BRC Asia Limited, a leading steel reinforcement solutions provider in Singapore, has reported a 9% year-on-year increase in net profit, reaching S$42.1m for the first half of the financial year 2025. This growth comes despite a 6% decline in revenue to S$715.6m, primarily attributed to a drop in steel prices, whilst delivery tonnage remained stable.
The company’s gross profit fell by 10% to S$67.4m, impacted by a S$7.7m provision for onerous contracts, contrasting with a reversal of S$3.1m in the previous year. Nevertheless, BRC Asia’s operating profit rose by 8% to S$51m, supported by a significant increase in other income, which climbed to S$7.1m from S$2.2m the previous year. This was largely due to a net foreign exchange gain and fair value changes in derivatives.

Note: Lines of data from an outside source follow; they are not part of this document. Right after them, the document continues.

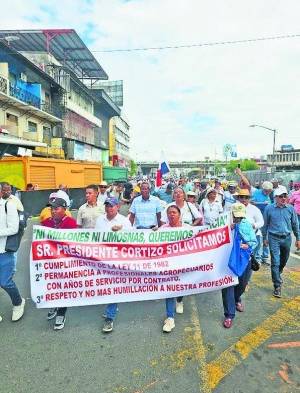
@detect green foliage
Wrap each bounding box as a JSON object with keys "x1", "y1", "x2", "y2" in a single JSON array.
[
  {"x1": 129, "y1": 160, "x2": 138, "y2": 176},
  {"x1": 226, "y1": 159, "x2": 259, "y2": 173}
]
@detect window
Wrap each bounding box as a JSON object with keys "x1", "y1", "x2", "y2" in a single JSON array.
[
  {"x1": 6, "y1": 112, "x2": 18, "y2": 126},
  {"x1": 28, "y1": 121, "x2": 37, "y2": 133}
]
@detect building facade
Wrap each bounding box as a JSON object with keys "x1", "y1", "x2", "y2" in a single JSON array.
[
  {"x1": 0, "y1": 29, "x2": 123, "y2": 163},
  {"x1": 109, "y1": 115, "x2": 130, "y2": 167}
]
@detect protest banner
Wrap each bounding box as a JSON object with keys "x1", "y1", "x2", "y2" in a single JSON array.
[{"x1": 30, "y1": 214, "x2": 237, "y2": 308}]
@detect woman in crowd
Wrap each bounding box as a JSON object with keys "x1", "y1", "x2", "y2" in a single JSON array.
[
  {"x1": 160, "y1": 205, "x2": 191, "y2": 332},
  {"x1": 221, "y1": 203, "x2": 257, "y2": 328},
  {"x1": 199, "y1": 187, "x2": 223, "y2": 225},
  {"x1": 161, "y1": 186, "x2": 203, "y2": 226},
  {"x1": 161, "y1": 187, "x2": 202, "y2": 316}
]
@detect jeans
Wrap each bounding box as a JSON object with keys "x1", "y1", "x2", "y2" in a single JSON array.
[
  {"x1": 105, "y1": 303, "x2": 118, "y2": 319},
  {"x1": 166, "y1": 298, "x2": 176, "y2": 318},
  {"x1": 165, "y1": 297, "x2": 183, "y2": 318},
  {"x1": 0, "y1": 252, "x2": 22, "y2": 306},
  {"x1": 268, "y1": 233, "x2": 291, "y2": 289},
  {"x1": 222, "y1": 261, "x2": 252, "y2": 319},
  {"x1": 262, "y1": 244, "x2": 269, "y2": 260},
  {"x1": 253, "y1": 235, "x2": 262, "y2": 262}
]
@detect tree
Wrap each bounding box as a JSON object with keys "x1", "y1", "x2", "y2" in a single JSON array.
[
  {"x1": 226, "y1": 159, "x2": 259, "y2": 173},
  {"x1": 129, "y1": 160, "x2": 138, "y2": 176}
]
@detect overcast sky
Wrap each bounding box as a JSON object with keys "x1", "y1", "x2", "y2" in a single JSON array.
[{"x1": 2, "y1": 0, "x2": 300, "y2": 161}]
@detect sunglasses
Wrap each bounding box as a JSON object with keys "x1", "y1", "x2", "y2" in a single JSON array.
[
  {"x1": 238, "y1": 196, "x2": 250, "y2": 199},
  {"x1": 277, "y1": 194, "x2": 287, "y2": 198},
  {"x1": 100, "y1": 186, "x2": 108, "y2": 188}
]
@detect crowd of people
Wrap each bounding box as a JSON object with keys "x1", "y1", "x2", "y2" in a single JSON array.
[{"x1": 0, "y1": 170, "x2": 299, "y2": 332}]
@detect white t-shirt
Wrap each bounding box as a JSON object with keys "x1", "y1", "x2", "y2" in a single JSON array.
[
  {"x1": 245, "y1": 203, "x2": 264, "y2": 236},
  {"x1": 95, "y1": 213, "x2": 132, "y2": 231},
  {"x1": 199, "y1": 199, "x2": 223, "y2": 225},
  {"x1": 161, "y1": 201, "x2": 201, "y2": 225}
]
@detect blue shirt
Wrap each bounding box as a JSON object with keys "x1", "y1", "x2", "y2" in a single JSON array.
[
  {"x1": 262, "y1": 203, "x2": 300, "y2": 240},
  {"x1": 251, "y1": 189, "x2": 271, "y2": 213},
  {"x1": 154, "y1": 189, "x2": 173, "y2": 204},
  {"x1": 238, "y1": 218, "x2": 257, "y2": 249},
  {"x1": 129, "y1": 195, "x2": 162, "y2": 228}
]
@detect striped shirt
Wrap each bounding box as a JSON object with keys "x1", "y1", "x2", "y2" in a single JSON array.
[{"x1": 129, "y1": 195, "x2": 162, "y2": 228}]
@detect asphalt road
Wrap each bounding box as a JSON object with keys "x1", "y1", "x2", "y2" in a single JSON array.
[{"x1": 1, "y1": 219, "x2": 300, "y2": 393}]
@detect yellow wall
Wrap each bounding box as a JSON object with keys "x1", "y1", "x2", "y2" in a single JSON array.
[{"x1": 0, "y1": 157, "x2": 103, "y2": 190}]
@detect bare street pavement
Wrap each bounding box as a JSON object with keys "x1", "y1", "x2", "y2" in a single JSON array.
[{"x1": 1, "y1": 219, "x2": 300, "y2": 393}]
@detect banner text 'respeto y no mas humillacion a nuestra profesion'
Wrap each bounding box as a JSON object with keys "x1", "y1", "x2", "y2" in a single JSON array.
[{"x1": 30, "y1": 214, "x2": 237, "y2": 308}]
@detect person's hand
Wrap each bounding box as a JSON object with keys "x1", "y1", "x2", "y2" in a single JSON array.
[
  {"x1": 235, "y1": 167, "x2": 242, "y2": 176},
  {"x1": 240, "y1": 244, "x2": 249, "y2": 250},
  {"x1": 295, "y1": 240, "x2": 300, "y2": 250},
  {"x1": 263, "y1": 239, "x2": 269, "y2": 247},
  {"x1": 111, "y1": 225, "x2": 122, "y2": 231}
]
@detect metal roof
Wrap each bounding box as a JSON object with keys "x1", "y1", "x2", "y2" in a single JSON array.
[{"x1": 0, "y1": 29, "x2": 108, "y2": 80}]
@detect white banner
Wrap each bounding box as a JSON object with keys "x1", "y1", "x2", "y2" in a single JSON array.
[{"x1": 30, "y1": 217, "x2": 237, "y2": 308}]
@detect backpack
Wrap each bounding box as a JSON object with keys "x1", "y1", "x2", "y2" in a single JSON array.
[{"x1": 4, "y1": 201, "x2": 28, "y2": 252}]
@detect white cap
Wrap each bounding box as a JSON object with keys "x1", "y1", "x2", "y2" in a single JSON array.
[
  {"x1": 262, "y1": 181, "x2": 273, "y2": 190},
  {"x1": 274, "y1": 186, "x2": 288, "y2": 197}
]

Operating expenses decreased by 16% to S$23.8m, driven by lower finance costs and other operating expenses, although distribution and administrative expenses saw an uptick. The company has proposed an interim dividend of 6 Singapore cents per share, representing a 39% payout ratio and a 1.9% dividend yield.
Seah Kiin Peng, Executive Director and CEO of BRC Asia, expressed confidence in the resilience of Singapore’s construction sector, citing strategic government initiatives and a robust domestic project pipeline. The company’s sales order book stands strong at S$1.5b as of 31 March 2025, underscoring its stable market position amidst global economic challenges.